ITPub博客

首页 > Linux操作系统 > Linux操作系统 > oracle实验记录 (oracle 详细分析redo(2))

oracle实验记录 (oracle 详细分析redo(2))

原创 Linux操作系统 作者:fufuh2o 时间:2009-10-23 14:27:56 0 删除 编辑

*******关于log buffer的 设置************
 

 

 

Tuning the Log Buffer Size
Normally, tuning the log buffer size is a matter of careful balance, but you can have your cake and eat it too by using the hidden _log_io_size parameter.

How is log buffer space used?
The log buffer in the SGA is internally divided into blocks of the log block size. The value specified by the log_buffer parameter must be a multiple of the log block size. On some operating systems it is rounded up at instance start-up if necessary. Each block in the log buffer maps to a block in the current online log file, most of the time.

Consider for example the instance illustrated in the following figure. This instance has 100 log blocks in the log buffer. After a log switch, an SGA variable (b) is set to indicate that the base disk block for the log buffer is block 2. Another SGA variable (i) is used for the index into the log buffer for redo generation. This is shown as pointing to log buffer block 30 shortly after the log switch. A little later, after several log writes have occurred, the base disk block for the log buffer is disk block 82. This maps to log buffer block 81. Redo generation continues and wraps from log buffer block 100 to log buffer block 1. At the moment illustrated the index into the log buffer for redo generation is block 5. This maps to disk block 106. The log buffer is used cyclically in this way until i maps to the last block in the log file.

 

When does LGWR write?
There are two classes of LGWR writes: background writes, and sync writes.

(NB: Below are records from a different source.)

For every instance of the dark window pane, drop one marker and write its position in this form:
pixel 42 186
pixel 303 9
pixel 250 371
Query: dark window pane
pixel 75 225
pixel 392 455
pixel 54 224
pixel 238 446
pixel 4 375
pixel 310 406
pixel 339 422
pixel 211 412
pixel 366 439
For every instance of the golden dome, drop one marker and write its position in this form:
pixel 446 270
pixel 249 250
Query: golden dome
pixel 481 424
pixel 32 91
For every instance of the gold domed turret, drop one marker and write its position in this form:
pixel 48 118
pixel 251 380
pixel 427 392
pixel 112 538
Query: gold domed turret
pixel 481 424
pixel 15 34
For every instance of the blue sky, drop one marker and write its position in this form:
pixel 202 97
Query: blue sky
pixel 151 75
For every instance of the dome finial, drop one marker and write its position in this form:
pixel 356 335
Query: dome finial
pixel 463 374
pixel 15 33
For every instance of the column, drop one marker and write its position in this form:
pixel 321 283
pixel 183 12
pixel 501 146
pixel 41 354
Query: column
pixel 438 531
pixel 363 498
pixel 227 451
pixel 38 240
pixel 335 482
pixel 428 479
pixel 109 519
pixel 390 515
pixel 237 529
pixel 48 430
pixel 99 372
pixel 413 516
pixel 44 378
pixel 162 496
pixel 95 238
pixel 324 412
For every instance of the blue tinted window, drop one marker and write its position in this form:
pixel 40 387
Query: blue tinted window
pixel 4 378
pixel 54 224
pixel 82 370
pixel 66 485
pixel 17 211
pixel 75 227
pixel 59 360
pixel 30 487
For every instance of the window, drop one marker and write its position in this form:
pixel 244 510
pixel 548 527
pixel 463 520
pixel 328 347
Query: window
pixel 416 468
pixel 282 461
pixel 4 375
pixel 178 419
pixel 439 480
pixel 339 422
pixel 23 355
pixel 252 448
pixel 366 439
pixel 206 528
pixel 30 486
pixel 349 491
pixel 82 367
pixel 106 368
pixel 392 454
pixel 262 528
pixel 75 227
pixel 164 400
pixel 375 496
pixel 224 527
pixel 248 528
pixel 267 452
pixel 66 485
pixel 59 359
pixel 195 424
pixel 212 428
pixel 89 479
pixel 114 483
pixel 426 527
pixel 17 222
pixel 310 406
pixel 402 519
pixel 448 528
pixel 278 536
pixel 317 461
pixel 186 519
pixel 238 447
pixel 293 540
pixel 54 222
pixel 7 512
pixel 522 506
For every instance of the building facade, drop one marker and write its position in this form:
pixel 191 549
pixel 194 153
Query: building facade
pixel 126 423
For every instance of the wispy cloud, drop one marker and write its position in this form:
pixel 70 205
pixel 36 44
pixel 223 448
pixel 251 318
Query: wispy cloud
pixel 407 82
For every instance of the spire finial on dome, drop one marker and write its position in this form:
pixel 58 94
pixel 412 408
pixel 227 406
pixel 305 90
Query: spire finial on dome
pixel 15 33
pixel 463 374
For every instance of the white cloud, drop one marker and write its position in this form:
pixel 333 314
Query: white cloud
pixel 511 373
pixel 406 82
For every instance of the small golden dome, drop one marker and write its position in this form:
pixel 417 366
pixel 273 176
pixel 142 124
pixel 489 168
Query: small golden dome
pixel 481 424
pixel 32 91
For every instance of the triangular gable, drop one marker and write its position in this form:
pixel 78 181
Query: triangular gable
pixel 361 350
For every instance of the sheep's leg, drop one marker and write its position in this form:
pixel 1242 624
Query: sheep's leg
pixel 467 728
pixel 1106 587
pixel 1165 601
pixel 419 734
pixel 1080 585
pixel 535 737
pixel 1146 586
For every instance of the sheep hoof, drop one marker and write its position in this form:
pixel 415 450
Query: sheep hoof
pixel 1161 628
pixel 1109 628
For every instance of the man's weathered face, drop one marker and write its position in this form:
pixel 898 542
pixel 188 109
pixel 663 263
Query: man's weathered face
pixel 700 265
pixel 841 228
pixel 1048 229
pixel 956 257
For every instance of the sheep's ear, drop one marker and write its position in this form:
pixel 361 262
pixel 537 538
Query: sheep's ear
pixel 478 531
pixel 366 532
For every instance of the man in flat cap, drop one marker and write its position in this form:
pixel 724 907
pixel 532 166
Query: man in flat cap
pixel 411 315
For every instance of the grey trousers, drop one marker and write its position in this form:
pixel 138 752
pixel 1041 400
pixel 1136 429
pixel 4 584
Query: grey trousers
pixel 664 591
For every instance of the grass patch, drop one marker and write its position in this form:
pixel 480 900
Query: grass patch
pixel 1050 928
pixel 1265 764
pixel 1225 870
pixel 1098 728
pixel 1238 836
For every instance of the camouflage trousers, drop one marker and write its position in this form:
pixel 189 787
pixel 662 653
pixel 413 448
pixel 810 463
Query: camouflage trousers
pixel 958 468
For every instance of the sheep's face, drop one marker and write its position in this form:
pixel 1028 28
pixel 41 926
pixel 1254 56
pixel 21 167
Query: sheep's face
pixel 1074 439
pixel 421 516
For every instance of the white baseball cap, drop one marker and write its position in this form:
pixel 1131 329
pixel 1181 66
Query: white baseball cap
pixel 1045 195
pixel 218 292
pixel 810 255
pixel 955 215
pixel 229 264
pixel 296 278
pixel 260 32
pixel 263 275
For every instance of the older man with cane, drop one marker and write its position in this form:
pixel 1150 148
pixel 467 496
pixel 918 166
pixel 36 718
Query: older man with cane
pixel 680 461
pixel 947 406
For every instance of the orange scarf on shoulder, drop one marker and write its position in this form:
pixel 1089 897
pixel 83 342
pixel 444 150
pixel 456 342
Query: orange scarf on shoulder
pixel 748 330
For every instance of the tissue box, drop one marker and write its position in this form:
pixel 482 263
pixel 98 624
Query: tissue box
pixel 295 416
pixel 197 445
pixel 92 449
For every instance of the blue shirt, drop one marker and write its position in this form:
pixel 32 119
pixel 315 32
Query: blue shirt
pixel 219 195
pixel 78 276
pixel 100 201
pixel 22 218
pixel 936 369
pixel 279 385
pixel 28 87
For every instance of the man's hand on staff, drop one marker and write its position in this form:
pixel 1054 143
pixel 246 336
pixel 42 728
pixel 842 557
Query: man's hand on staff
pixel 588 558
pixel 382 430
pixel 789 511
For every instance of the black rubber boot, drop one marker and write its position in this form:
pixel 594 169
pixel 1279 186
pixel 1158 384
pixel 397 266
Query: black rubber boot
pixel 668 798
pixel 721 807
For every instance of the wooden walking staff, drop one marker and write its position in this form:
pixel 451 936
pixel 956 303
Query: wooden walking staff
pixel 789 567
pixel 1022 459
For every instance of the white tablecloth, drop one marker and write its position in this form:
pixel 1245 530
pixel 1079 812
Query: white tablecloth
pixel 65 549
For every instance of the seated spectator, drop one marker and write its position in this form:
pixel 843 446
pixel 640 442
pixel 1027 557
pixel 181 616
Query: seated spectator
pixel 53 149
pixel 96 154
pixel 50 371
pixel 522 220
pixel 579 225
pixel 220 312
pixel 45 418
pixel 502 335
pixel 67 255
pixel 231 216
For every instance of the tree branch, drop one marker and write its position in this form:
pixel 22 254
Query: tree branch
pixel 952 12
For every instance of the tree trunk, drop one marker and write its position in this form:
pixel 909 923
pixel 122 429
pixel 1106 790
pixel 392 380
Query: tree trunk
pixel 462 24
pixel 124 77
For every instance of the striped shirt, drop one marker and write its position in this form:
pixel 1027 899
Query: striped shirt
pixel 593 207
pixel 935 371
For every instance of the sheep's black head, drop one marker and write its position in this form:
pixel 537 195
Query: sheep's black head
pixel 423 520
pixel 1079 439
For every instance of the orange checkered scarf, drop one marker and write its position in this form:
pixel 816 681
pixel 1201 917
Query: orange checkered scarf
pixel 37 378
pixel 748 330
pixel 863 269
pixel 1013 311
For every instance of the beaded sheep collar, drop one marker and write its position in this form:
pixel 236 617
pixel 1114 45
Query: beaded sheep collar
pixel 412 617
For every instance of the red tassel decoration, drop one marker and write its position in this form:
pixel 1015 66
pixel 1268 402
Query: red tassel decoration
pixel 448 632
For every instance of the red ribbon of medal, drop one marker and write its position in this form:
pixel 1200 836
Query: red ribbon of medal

The distinction is merely as to whether another process has to wait for the log write to complete.

A background write by LGWR can be triggered in either of two ways. Whenever a process allocates space in the log buffer, the number of used log buffer blocks is calculated. This calculation is based on the two SGA variables mentioned above, and is performed under the protection of the redo allocation latch. If the number of used blocks is greater than or equal to the number of blocks specified by the _log_io_size parameter, and if LGWR is not already active, then LGWR is posted to perform. a background write. The default value for _log_io_size is 1/3 of the log buffer expressed in log blocks (with an upper bound equivalent to 1M under Oracle8). If more than this number of log buffer blocks are used, then the redo allocation latch is released and the redo writing latch is taken to check whether LGWR is already active.

When LGWR is waiting to be posted, it sleeps on an rdbms ipc message wait with a timeout of 3 seconds (as does DBWn). A background write may also be performed if this sleep times out and LGWR finds that there is some redo available to write.

The most common cause of log sync writes is the end of a transaction. When a process finishes a transaction, normally with a commit, it generates a commit marker in the redo stream. However, the transaction is not recoverable until the log block containing that commit marker has been flushed to disk. Therefore, before the process finishing the transaction can continue, it must wait for LGWR to flush that log block to disk. That process therefore posts LGWR and then sleeps on a log file sync wait with a timeout of 1 second. If several commits occur in distinct transactions before LGWR wakes up, then the commit markers are all flushed to disk in a single sync write. This is sometimes called a group commit .

The only other process to wait for log sync writes is DBWn. DBWn cannot write a database block to disc if the redo for the most recent change to that block has not yet been flushed to the redo log file. Otherwise, if the instance were to crash before that redo could be written, there would be no way to rollback those uncommitted changes, because the redo for the corresponding undo would not yet have been written either, because it would have been part of the same unwritten redo entry.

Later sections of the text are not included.